Le rassemblement a notamment été organisé pour appuyer trois femmes innues blessées le 16 août dernier à la suite d’une violation de domicile à Pessamit.

Des membres de la foule se disent encore marqués par l’événement. La communauté a aussi été secouée par une erreur sur la personne en mai et des incendies criminels en décembre dernier.
Photo : Radio-Canada / Nazdar Roy
En ce moment, dans la communauté, les gens ont peur, fait remarquer une membre du comité organisateur de la Marche de solidarité-Mamuitetau, Audrey-Lise Rock-Hervieux, qui est aussi conseillère au conseil de bande de Pessamit.

Audrey-Lise Rock-Hervieux est également vice-présidente d’Espaces Femmes Premières Nations Québec et représentante jeunesse de la Nation innue pour Femmes autochtones du Québec.
Photo : Radio-Canada / Nazdar Roy
C'est pour ça un peu aujourd’hui qu’on fait cette marche-là. C’est pour dire que c’est assez, ça ne peut plus durer, soutient-elle.
Un rassemblement né d’inquiétudes
Plusieurs membres de la communauté et des résidents de la Manicouagan avaient soulevé des inquiétudes à la suite du braquage au domicile survenu à Pessamit, qui avait ravivé les discussions sur la hausse de crimes violents dans la région.
On ne peut plus se permettre de vivre des atrocités comme on l’a vécu dernièrement.
Ça touche non seulement la communauté, mais toute la région aussi. Parce qu'on le sait que, dans d’autres villes avoisinantes, il s’est passé des choses également, indique Audrey-Lise Rock-Hervieux.

La conseillère note que certains participants à la marche viennent même de villes avoisinantes.
Photo : Radio-Canada / Nazdar Roy
L’événement a été créé par un ex-policier de la communauté, Carl Bacon, qui remarquait que davantage de résidents venaient lui confier leurs inquiétudes, à la recherche de soutien.
Les autres membres du comité organisateur du rassemblement, toutes des femmes, l’ont ensuite aidé à concrétiser le projet. Rencontré sur place, Carl Bacon n’a pas voulu émettre de commentaire, et a décidé de laisser la parole aux femmes présentes lors de la marche.
Travailler sur les causes
Moi, je pense qu’on sent, effectivement, que les gens veulent faire en sorte d’avoir un environnement plus sécuritaire, conclut la présidente de Femmes autochtones du Québec, Marjolaine Étienne.
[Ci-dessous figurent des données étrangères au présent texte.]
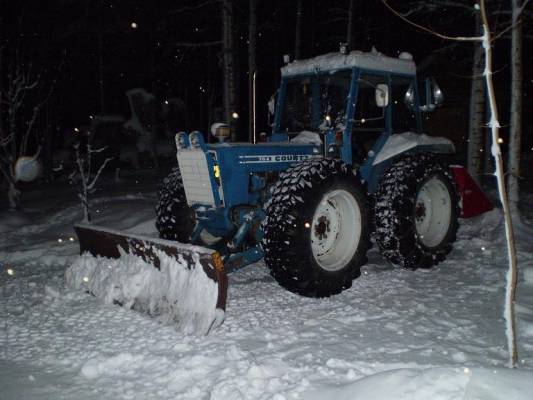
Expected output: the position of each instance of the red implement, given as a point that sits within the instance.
(473, 200)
La présidente de Femmes autochtones du Québec, Marjolaine Étienne, était présente à la marche samedi à Pessamit avec d'autres membres de l'organisme.
Photo : Radio-Canada / Nazdar Roy
La présidente de l’organisme estime qu’il s’agit d’un enjeu politique, qui se doit d’être abordé lors de cette campagne électorale provinciale.

Femmes autochtones du Québec demande des prises de position et des actions claires pour la sécurité des femmes des communautés autochtones partout au Québec.
Photo : Radio-Canada / Nazdar Roy
C’est un travail collectif, c’est un travail de mobilisation, c’est un travail politique et avec des organisations qui représentent les femmes des Premières Nations, estime Marjolaine Étienne. Je pense que c’est le temps de travailler sur les causes.
Elle mentionne de même l’importance de reconnaître les impacts à long terme du colonialisme, des pensionnats, de la Loi sur les Indiens et du racisme systémique sur les communautés autochtones.
Une marche a également eu lieu simultanément à Uashat mak Mani-utenam pour cette cause, en appui au mouvement de Pessamit.